The Other Russia movement organized Sunday’s protest, in defiance of a ban, to draw attention to Russia’s economic troubles and to protest Kremlin plans to extend the presidential term from four years to six. Critics say the constitutional change as part of a retreat from democracy and is aimed at strengthening the grip of Russian Prime Minister Vladimir Putin and his allies.
News broadcasts on the main TV networks made no mention of the Moscow crackdown or of protests in St. Petersburg and Vladivostok.
Kasparov and other prominent liberals have just launched a new anti-Kremlin movement called Solidarity in a bid to unite Russia’s liberal forces and encourage a popular revolution similar to those in Ukraine and Georgia.
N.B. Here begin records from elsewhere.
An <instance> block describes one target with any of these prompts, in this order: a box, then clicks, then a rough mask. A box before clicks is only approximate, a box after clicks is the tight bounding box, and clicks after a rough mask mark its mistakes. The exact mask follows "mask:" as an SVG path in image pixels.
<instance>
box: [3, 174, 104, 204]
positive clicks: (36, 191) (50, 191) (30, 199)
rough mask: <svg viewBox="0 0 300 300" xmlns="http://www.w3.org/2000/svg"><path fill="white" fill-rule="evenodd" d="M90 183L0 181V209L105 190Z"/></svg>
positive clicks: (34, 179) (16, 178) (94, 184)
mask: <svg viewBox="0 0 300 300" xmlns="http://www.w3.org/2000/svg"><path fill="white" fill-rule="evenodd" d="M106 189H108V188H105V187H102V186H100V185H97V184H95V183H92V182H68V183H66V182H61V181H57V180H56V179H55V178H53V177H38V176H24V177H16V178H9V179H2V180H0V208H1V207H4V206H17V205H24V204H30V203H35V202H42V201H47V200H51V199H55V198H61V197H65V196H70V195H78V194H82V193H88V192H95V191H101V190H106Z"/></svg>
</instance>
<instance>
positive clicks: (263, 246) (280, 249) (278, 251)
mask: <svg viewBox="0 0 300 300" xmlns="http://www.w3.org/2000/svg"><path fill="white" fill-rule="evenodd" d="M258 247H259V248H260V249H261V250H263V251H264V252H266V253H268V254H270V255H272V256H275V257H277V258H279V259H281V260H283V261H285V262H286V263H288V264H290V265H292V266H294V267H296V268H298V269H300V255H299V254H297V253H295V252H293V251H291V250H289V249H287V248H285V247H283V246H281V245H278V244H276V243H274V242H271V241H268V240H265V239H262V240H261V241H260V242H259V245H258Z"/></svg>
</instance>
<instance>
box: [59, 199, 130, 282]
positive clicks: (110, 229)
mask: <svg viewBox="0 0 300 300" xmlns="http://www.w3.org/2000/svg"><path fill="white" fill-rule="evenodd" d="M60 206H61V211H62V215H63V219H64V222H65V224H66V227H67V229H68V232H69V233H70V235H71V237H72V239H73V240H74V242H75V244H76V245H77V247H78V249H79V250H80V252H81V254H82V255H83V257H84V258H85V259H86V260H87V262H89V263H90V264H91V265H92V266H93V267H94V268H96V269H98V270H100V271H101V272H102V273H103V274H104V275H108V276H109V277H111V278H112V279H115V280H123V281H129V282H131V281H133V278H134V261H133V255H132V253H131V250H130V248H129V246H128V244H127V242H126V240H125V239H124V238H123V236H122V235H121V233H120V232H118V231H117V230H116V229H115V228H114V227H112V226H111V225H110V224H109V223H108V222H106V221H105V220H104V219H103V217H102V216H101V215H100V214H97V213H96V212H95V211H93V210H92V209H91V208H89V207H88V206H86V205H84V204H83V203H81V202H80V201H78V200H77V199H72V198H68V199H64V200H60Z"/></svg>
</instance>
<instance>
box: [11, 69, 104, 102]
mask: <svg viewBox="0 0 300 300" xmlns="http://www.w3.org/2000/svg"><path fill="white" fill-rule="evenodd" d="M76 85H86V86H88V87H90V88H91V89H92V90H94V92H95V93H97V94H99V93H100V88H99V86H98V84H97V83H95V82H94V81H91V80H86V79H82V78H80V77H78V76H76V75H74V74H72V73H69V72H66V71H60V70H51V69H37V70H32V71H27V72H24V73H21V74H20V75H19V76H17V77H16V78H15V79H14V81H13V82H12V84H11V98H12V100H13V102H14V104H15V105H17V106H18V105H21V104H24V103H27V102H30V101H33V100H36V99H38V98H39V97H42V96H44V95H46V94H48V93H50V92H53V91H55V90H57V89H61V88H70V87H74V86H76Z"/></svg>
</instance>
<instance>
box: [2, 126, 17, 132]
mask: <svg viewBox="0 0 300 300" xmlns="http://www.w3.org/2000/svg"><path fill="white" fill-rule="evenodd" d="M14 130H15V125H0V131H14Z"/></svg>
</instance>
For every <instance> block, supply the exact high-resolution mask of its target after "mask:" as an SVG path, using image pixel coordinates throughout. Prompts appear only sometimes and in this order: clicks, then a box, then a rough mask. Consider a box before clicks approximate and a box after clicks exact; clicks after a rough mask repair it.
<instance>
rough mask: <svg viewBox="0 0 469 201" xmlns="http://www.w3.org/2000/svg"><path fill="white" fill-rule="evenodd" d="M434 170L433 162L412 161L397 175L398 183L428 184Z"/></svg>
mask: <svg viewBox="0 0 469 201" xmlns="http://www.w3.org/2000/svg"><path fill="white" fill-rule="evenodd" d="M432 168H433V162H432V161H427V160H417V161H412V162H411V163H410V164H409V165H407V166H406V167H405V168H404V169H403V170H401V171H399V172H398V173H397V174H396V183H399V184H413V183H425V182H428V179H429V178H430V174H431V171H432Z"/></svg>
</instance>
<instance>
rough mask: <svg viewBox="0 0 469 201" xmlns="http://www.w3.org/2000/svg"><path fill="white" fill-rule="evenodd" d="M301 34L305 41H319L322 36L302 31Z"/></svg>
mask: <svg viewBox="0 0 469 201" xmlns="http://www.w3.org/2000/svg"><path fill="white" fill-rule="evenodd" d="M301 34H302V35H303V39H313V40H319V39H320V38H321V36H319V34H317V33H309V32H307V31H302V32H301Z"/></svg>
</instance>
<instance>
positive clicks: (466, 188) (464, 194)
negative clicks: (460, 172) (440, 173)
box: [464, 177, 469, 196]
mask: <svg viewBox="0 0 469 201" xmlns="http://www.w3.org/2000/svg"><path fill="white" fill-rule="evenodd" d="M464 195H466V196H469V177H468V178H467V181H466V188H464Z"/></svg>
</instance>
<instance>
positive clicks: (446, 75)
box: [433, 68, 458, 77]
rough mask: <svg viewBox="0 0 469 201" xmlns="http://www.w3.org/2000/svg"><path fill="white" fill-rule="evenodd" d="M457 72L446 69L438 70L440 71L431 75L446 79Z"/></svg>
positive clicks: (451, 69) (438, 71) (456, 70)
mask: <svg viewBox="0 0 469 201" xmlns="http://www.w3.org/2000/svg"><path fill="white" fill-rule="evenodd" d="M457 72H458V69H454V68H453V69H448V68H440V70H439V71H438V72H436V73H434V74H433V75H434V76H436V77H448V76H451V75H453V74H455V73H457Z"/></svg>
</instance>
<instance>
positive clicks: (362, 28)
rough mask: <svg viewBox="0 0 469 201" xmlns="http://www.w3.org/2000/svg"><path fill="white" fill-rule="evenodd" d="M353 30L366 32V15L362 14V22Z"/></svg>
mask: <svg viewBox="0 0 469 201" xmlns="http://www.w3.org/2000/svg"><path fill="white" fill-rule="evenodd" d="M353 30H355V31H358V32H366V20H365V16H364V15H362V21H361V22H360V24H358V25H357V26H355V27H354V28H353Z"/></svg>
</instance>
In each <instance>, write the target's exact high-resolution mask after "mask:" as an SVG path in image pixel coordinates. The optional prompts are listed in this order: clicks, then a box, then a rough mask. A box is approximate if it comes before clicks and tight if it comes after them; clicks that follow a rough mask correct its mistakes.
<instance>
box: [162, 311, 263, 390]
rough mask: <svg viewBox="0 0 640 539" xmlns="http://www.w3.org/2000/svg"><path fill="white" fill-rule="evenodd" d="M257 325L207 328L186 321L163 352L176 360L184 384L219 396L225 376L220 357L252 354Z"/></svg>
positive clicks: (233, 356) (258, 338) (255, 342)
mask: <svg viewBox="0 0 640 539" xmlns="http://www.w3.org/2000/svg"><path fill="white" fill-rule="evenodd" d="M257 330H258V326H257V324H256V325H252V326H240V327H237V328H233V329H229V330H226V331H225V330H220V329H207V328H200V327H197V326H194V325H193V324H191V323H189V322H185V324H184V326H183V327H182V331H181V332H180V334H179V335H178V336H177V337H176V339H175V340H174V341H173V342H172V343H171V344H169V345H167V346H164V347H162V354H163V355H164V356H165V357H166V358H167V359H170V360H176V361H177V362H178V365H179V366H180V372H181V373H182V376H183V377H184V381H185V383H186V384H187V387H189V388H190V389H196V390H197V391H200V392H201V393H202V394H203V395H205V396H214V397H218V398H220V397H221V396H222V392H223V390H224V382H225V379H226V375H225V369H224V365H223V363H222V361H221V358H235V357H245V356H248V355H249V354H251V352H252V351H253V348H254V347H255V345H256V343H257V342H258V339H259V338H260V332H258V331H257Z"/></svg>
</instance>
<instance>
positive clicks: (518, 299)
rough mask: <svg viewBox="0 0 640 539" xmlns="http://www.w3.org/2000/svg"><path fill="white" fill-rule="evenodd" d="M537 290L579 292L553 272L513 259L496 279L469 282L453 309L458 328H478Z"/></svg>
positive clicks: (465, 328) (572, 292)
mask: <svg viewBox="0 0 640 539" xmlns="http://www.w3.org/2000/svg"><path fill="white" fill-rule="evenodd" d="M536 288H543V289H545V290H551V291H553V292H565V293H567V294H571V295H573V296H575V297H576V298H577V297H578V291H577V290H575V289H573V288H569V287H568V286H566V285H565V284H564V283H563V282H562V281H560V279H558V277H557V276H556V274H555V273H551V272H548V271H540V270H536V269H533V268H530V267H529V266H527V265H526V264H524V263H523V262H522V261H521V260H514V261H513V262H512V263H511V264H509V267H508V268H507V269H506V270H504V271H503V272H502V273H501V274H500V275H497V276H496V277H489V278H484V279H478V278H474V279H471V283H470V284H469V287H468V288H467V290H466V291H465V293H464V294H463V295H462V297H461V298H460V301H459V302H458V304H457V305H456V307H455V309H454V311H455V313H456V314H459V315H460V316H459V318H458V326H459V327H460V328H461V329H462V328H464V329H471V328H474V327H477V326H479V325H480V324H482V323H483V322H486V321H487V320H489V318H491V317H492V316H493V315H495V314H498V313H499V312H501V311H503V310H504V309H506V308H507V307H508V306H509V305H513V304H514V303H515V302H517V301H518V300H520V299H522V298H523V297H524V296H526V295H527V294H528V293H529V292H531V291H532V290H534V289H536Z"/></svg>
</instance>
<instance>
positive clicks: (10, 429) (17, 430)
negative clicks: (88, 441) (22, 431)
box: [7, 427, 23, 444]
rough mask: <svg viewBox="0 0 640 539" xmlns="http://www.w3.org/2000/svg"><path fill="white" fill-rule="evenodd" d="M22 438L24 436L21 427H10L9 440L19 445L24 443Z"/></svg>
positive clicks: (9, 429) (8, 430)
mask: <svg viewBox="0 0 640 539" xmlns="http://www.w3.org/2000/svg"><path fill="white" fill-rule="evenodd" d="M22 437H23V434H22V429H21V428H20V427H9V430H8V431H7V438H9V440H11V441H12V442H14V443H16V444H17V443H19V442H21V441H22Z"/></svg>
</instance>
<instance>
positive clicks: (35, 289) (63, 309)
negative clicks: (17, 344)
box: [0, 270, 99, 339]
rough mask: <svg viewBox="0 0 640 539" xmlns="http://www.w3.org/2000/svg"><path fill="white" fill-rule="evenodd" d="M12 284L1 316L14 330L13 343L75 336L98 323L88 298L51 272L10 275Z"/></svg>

Before the scheduled start of Sunday’s protest, hundreds of officers guarded Triumph Square, which was ringed by police trucks and metal barriers.
Police roughly grabbed protesters who tried to enter the square, dragging at least 25 people into waiting trucks.
Police also seized Other Russia co-leader Eduard Limonov along with a handful of bodyguards as they walked toward the square. They were bundled into police vehicles.
Kasparov and a group of supporters decided to avoid police by marching in a different location, then set off for a third site after finding another strong police presence, spokeswoman Marina Litvinovich said.
Kasparov’s Web site said police in Moscow also broke up a protest by a hard-line group of retired generals in a square nearby and detained about 50 participants.
The group, the Soviet Officers’ Union, could not be reached for comment.
Meanwhile, the government has submitted to parliament a new bill expanding the definition of treason, a move lawyers worry could be a throwback to the Soviet times when any criticism was punished.
The bill — which was submitted Friday to the State Duma — expands the definition of treason to not only acting against national security but also against the constitutional order of the country and state integrity. Currently, treason is defined as “treacherous acts aimed at damaging external security.”
The bill also said that “rendering financial or material and technical or consultative support to “a foreign organization” would also amount to state treason.
The government submitted the amendments on the same day the State Suma passed a third and final reading of a bill abolishing jury trials for crimes like terrorism and espionage.
The bill also abolished jury trials for people suspected of treason, hostage-taking, organising mass disturbances and some other serious crimes, in a move human rights groups fear will weaken the judicial system.